What can GIS do for emergency management
and planning? Five Phases of emergency
management were proposed (Donohue, 2002):
alleviation protection from hazards and their effects,
avoidance of any incident from occurring, vigilance
plans to save lives and facilitating rescue, rapid
response immediately after an event occurs,
recovery and rebuilding communities to return to
normal life and protection against future hazards. All
phases rely on critical data from various sources
which are simply managed using GIS.
The Louisiana Department of Transportation
developed a GIS application (New Orleans Regional
Planning Comission Agency, 2006) to identify city
streets, highways, and infrastructures and to be used
as a tool in analysis of traffic patterns, future
construction projects, and land use. The utilization
of this application was enormous after Hurricane
Katrina ravaged the city of New Orleans. It was used
by emergency responders linking street addresses
with global position coordinates, in order to locate
citizens during the Katrina storm and flooding. It
was a critical, life-saving tool which was used by
decision-makers and first responders in such
unforeseen situations. Clearly, flexibility of GIS
during unforeseen conditions is one of the benefits
of such a dynamic tool.
GIS is very important in every day emergencies
circumstance such as emergency health care
provision, monitoring demands and intervention
over time (Moore). It can determine the "response
times" needed for individual stations to service their
areas within target timescales or may be analyzing
data from road traffic accidents to find the hot spots
where more control is needed.
The global Internet and GIS can work jointly to
provide access to distributed data (spatial & non-
spatial) located at geographically isolated locations
and shared dynamically for better decision making
nationally or internationally in all times (Ghosh and
Samaddar). A local preparedness objective is to
accomplish and carry on risk-based target levels of
capability in order to avert, protect against, respond
to, and pull through from main human-caused or
natural events in order to reduce the danger and
shock to lives, property and the local economy
(Oblinsky, 2007).
In this paper, we are building a GIS Model for
the PD’s in part of the city of Amman, the capital of
Jordan, as a case study. The chosen parts are the
regions of Shafa Badran, Abu Nsair and Swieleh
(Fig.1), which are located in the north part of the
city.
Figure 1: The study areas: Shafa Badran, Abu Nsair and
Swieleh regions of Amman.
These regions represent the highly populated
regions which include middle and lower-class
population with a medium rate of incidences and
crimes. The population of the area under study
exceeds 600,000 inhabitants and it covers about 60
km
2
. The location, service boundary and many
attributes are included in the database to allow
analysis and improvement, in addition to immediate
reflections (response time) and guidance in
emergencies. The ultimate goal of a law
enforcement GIS is to use the power of analysis and
planning to reduce crime. City planners and
engineers can establish a visible police presence in
troubled areas by monitoring crime sources and
reacting immediately in case of emergency.
2 METHODOLOGY AND DATA
PROCESSING
The methodology starts by collecting data from
satellite images, aerial photographs and paper maps,
then building a transportation network using GIS.

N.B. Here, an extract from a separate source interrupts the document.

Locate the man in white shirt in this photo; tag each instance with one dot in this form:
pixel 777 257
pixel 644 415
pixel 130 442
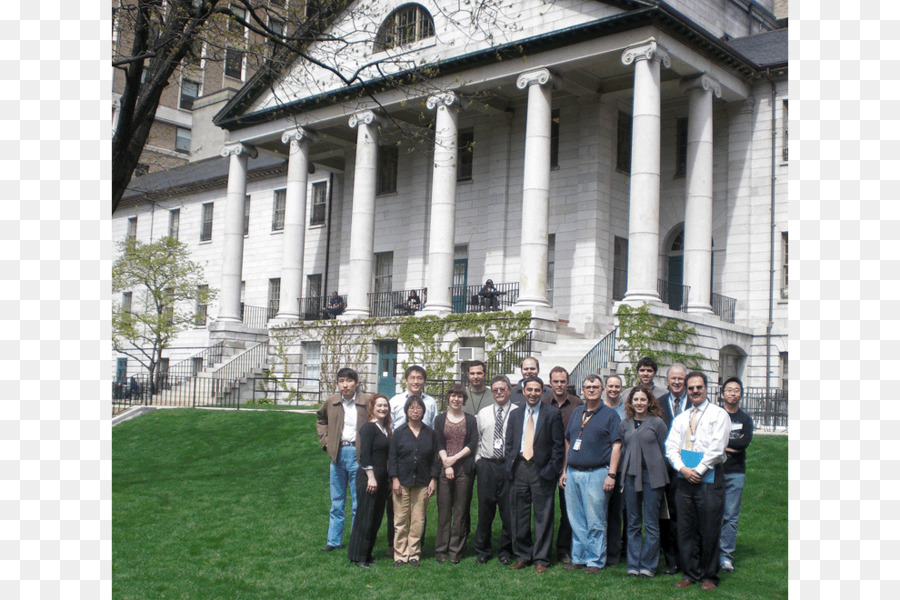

Next step is to perform analysis on data; see
flowchart depicted in Figure 2.
Data Acquisition. The data were collected in analog
form then encoded in our computer. Spatial data
from IKONOS and LandSat images, topographic
maps, ground control points (GCPs), Amman tourist
map (scale 1:25000) and from the field attribute data
were used. Four IKONOS images resolution 1 meter
covering an area of 10*10 km for the north of
Amman were used in this work to produce the
studied area (Fig. 3). Medium resolution satellite
images LandSat ETM+ are shown in Figure 4.